To test the difference between the medians of two groups (healthy versus IBD, prediabetes versus IBD, and healthy versus prediabetes), a confidence interval (CI) for the difference in medians was constructed by the percentile nonparametric bootstrap method for the difference in medians, using 10,000 bootstrap replicates for each group. Statistical analysis showed no difference between Crohn’s disease and ulcerative colitis for either BIS protein count (Crohn’s disease versus colitis, −0.02519917 [–0.1524929, 0.1018519]) or Bacteroidetes abundance (Crohn’s disease versus colitis, 0.01385387 [–0.1265633, 0.1489824]). These results were further validated with asymptotic Wilcoxon rank sum tests (Table S5).
Availability of data.
The data sets supporting the conclusions of this article are available in the Human Microbiome Project Data Portal (https://portal.hmpdacc.org/); the additional metagenomes and metatranscriptomes analyzed in this study, corresponding to those of previous studies (25, 27, 30), are publicly available in the NCBI SRA database, and all accession numbers and protein IDs are listed in the supplemental material (Tables S1 to S4). Phylogenetic and synteny analyses were performed with Web server programs cited herein. Scripts used for metagenomic and metatranscriptomic data analyses are available in GitHub (https://github.com/yinacobian/MR-blastx).
ACKNOWLEDGMENTS
We thank Martin Pilhofer for providing constructive comments on the manuscript.

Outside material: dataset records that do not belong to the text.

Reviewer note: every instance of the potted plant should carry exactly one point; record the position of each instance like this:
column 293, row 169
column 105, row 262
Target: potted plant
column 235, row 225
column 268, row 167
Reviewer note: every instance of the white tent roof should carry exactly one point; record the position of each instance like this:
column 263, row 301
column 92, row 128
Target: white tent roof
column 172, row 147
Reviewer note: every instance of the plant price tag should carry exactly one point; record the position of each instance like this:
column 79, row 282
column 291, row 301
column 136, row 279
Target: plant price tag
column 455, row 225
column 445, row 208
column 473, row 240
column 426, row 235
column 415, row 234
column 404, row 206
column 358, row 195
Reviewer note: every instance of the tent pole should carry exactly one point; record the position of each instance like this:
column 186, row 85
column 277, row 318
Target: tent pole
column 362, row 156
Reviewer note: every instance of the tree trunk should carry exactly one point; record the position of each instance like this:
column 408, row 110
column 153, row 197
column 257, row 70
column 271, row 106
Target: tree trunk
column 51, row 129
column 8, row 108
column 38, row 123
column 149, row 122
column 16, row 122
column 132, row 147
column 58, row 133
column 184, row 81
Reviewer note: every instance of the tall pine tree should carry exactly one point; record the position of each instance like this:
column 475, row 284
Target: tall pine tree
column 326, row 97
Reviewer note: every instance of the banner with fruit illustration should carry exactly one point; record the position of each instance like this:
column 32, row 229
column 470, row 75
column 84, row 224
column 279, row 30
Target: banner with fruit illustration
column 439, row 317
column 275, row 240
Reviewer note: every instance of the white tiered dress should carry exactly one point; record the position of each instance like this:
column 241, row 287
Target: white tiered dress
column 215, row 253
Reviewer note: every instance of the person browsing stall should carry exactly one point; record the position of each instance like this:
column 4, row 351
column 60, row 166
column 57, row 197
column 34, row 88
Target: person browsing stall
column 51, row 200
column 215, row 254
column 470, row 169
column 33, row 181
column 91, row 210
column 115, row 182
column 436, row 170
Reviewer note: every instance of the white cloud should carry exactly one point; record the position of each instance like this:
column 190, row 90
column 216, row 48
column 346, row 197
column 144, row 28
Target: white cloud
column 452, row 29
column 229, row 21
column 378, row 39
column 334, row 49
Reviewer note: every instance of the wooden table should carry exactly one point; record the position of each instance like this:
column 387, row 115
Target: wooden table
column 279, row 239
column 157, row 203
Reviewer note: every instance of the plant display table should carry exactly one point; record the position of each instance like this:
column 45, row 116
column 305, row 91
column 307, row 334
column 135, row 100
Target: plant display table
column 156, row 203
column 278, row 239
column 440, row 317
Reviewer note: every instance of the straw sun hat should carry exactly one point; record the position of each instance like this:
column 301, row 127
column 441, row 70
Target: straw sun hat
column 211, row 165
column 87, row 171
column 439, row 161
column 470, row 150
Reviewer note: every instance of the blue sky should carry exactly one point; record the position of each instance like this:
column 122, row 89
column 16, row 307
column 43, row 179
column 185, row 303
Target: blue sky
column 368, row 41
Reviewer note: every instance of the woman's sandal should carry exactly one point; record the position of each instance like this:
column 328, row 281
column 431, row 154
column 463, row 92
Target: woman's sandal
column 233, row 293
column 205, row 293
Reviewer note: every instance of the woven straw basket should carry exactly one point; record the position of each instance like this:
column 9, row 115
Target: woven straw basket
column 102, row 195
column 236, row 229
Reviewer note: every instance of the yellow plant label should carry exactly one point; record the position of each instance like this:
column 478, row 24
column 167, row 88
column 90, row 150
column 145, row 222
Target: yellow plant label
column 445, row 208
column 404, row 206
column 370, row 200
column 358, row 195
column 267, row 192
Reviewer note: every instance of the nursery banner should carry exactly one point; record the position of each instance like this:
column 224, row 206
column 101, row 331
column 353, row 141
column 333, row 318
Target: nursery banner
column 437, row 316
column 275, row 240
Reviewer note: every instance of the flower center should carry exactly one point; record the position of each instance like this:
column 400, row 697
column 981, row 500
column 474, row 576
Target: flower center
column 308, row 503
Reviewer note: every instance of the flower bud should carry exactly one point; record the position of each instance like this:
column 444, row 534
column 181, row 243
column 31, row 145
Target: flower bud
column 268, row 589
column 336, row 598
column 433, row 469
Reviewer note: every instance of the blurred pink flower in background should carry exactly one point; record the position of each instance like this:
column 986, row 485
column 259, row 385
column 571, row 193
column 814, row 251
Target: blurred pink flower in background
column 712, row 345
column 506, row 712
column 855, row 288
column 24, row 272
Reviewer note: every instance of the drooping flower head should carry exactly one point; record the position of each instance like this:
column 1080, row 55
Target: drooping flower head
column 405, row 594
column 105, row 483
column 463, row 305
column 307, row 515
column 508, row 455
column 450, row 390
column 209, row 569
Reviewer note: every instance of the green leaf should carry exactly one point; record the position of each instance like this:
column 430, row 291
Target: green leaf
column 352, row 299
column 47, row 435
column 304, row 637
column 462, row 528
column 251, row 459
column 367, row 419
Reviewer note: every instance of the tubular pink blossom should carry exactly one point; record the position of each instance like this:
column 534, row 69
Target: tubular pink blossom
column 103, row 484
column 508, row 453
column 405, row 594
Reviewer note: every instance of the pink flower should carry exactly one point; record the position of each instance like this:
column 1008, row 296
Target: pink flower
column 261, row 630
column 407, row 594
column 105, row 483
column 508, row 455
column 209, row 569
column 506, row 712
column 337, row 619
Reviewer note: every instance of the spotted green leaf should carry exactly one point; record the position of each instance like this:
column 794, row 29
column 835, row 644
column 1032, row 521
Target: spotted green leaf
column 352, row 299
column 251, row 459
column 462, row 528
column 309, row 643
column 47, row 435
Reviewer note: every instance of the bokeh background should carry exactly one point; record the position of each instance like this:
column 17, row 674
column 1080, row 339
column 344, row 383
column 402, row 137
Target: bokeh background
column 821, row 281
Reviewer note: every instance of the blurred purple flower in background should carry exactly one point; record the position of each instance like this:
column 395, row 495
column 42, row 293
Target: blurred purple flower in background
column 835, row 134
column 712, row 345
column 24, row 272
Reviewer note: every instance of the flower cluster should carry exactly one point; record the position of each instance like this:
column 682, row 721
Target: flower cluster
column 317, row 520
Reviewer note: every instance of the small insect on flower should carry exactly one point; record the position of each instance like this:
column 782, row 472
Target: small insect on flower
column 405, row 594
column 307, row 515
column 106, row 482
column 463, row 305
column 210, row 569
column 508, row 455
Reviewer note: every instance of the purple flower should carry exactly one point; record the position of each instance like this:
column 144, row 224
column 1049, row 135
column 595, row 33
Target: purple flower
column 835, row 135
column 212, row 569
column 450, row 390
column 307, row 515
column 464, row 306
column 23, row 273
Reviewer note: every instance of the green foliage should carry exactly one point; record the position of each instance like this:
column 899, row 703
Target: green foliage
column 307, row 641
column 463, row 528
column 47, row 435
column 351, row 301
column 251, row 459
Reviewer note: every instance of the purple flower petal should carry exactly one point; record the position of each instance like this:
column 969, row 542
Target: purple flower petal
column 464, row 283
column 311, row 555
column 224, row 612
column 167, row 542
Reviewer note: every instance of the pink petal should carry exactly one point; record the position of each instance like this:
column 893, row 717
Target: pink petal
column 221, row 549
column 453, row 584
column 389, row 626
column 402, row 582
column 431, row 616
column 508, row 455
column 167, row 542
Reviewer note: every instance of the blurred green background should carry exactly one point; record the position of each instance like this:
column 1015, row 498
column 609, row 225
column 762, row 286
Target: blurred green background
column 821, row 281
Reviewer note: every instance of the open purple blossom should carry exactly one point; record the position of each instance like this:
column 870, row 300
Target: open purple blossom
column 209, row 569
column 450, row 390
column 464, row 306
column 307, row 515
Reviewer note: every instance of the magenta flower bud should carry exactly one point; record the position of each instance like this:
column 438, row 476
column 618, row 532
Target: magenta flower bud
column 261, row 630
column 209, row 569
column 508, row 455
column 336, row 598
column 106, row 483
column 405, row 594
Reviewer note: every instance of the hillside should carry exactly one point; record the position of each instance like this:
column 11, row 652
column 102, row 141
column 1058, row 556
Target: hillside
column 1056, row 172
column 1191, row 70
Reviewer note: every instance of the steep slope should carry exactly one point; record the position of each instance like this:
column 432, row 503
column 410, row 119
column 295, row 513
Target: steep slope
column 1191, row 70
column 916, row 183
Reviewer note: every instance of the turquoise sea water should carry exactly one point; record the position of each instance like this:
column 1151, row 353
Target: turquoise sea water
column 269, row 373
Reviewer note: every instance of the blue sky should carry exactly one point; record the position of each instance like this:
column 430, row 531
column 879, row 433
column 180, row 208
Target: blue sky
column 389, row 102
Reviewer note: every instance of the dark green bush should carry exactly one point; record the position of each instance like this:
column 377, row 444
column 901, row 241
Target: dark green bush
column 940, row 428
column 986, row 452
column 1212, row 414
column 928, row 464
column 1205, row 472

This work was supported by the Office of Naval Research (grant N00014-17-1-2677 and N00014-20-1-2120 to N.J.S. and S.B. and grant N00014-16-1-2135 to N.J.S.), the National Science Foundation (grant 1942251 to N.J.S., grant 2017232404 to A.T.A., and grant OISE1243541 to F.R.), and the Alfred P. Sloan Foundation (a Sloan Research Fellowship to N.J.S.).
N.J.S. and S.B. have two provisional patents pending related to MACs in the United States (application no. 62/768,240 and 62/844,988). The other authors declare that no competing interests exist.